I'm trying to generate a rolling stepwise regression using rollapply() and step(), but noticed that the date range of the resulting zoo series is lagged. Below you'll find an illustration using two years of "data" (2016-01-01:2017-12-31) and a lookback period of 365 days for regression parameter estimation.
In the first case, a correct date range is generated (‘zoo’ series from 2016-12-30 to 2017-12-31). In the second case, a lagged date range is generated (‘zoo’ series from 2016-07-01 to 2017-07-02). The date range in the second case shouldn't be possible, since 365 days of observations is needed for the regressions and the data begins on 2016-01-01. It seems to me that the resulting rolling parameters are correct, but their corresponding date stamps are not.
All help is appreciated, thanks.
library(zoo)
date <- seq(as.Date("2016-01-01"), as.Date("2017-12-31"), by="days")
y <- rnorm(length(date))
x1 <- rnorm(length(date))
x2 <- rnorm(length(date))
z <- rnorm(length(date))
x3 <- z+5
all_vars <- cbind.data.frame(date, y, x1, x2, x3)

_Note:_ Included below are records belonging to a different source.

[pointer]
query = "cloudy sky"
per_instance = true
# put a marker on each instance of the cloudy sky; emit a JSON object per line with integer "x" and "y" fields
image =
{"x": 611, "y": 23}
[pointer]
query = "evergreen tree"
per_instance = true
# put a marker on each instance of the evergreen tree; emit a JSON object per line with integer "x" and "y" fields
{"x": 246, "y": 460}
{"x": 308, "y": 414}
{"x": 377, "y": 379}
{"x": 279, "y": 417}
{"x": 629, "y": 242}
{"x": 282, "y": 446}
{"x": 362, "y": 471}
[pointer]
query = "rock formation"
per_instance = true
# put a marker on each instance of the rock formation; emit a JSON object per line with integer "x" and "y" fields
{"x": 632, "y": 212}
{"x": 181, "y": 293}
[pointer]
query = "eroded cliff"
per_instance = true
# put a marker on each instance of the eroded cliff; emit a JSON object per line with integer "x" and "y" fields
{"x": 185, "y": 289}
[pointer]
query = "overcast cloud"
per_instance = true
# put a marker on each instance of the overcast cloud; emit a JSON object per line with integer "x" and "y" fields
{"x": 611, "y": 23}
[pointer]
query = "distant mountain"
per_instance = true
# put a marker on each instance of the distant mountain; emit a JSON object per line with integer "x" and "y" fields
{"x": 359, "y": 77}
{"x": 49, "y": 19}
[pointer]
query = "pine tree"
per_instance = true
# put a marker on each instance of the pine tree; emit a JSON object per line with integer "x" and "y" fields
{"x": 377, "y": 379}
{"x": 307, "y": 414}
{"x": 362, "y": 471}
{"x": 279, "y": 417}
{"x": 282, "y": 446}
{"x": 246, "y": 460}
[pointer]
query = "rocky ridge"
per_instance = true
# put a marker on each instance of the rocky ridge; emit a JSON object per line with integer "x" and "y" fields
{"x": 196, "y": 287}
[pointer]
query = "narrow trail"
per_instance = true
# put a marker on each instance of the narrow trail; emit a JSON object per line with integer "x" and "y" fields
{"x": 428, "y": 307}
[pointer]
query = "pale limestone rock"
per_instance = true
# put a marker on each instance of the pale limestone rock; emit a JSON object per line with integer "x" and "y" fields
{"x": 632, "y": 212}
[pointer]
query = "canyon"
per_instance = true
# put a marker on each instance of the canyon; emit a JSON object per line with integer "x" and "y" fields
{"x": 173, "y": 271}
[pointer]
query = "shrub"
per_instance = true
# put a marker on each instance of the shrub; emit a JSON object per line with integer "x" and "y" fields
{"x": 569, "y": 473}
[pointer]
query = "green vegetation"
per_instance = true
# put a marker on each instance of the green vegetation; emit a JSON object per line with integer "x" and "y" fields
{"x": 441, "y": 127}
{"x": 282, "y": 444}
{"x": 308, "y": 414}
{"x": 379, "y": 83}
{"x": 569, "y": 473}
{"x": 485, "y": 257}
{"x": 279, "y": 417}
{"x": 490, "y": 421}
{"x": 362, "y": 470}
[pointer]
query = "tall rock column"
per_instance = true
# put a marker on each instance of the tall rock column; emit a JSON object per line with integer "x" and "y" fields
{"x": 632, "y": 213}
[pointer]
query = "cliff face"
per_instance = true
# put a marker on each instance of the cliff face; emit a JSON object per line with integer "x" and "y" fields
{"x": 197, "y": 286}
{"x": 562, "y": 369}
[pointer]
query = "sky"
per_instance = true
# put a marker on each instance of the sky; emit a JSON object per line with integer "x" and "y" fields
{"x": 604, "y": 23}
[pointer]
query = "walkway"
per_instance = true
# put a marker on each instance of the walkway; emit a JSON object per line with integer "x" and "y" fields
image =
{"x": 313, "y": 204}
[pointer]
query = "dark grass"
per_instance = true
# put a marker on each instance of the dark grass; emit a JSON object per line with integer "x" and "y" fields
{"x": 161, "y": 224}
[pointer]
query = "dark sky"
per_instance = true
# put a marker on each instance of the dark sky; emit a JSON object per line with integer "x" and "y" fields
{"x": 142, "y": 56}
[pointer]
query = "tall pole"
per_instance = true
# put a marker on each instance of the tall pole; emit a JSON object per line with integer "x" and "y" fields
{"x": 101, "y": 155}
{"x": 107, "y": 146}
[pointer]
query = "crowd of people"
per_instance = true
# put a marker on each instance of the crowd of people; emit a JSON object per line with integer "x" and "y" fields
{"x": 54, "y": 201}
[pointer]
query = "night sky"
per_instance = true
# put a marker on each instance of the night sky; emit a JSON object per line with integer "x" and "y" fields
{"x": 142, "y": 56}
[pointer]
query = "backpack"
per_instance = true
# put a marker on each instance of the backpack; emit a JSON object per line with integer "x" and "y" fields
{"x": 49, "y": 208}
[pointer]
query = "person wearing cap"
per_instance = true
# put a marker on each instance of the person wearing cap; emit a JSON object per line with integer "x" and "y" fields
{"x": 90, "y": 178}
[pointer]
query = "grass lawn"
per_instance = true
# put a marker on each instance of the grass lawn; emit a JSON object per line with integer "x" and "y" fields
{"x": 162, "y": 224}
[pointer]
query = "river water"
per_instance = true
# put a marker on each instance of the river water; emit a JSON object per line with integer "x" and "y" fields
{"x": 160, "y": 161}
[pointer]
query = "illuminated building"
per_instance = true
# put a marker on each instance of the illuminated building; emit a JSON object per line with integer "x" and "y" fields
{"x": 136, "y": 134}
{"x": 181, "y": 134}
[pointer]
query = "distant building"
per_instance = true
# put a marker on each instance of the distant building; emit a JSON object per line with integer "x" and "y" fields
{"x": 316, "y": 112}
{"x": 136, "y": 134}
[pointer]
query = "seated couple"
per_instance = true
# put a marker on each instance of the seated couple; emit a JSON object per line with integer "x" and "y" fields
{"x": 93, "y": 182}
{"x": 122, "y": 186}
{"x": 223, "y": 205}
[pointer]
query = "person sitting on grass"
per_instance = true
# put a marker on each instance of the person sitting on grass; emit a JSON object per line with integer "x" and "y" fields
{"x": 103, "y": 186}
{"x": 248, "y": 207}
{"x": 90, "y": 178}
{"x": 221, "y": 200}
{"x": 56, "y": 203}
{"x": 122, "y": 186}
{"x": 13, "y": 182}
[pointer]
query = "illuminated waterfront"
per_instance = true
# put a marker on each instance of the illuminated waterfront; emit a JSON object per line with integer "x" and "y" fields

# First case: rolling regression that works, i.e. correct date range is
# generated
rolling_reg_works <- rollapply(zoo(all_vars[,-1], order.by = date),
width=365, FUN=function(z){
t = lm(formula=y~x1+x2+x3, data=as.data.frame(z))
return(t$coef)
}, by.column=FALSE, align="right")
str(rolling_reg_works)
# Second case: rolling regression that doesn't work, i.e. lagged date range
# is generated
rolling_reg_doesnt_work <- rollapply(zoo(all_vars[,-1], order.by = date),
width=365, FUN=function(z){
t = step(lm(formula=y~x1+x2+x3, data=as.data.frame(z)), direction =
"backward", k=2)
return(t$coef)
}, by.column = FALSE)
str(rolling_reg_doesnt_work)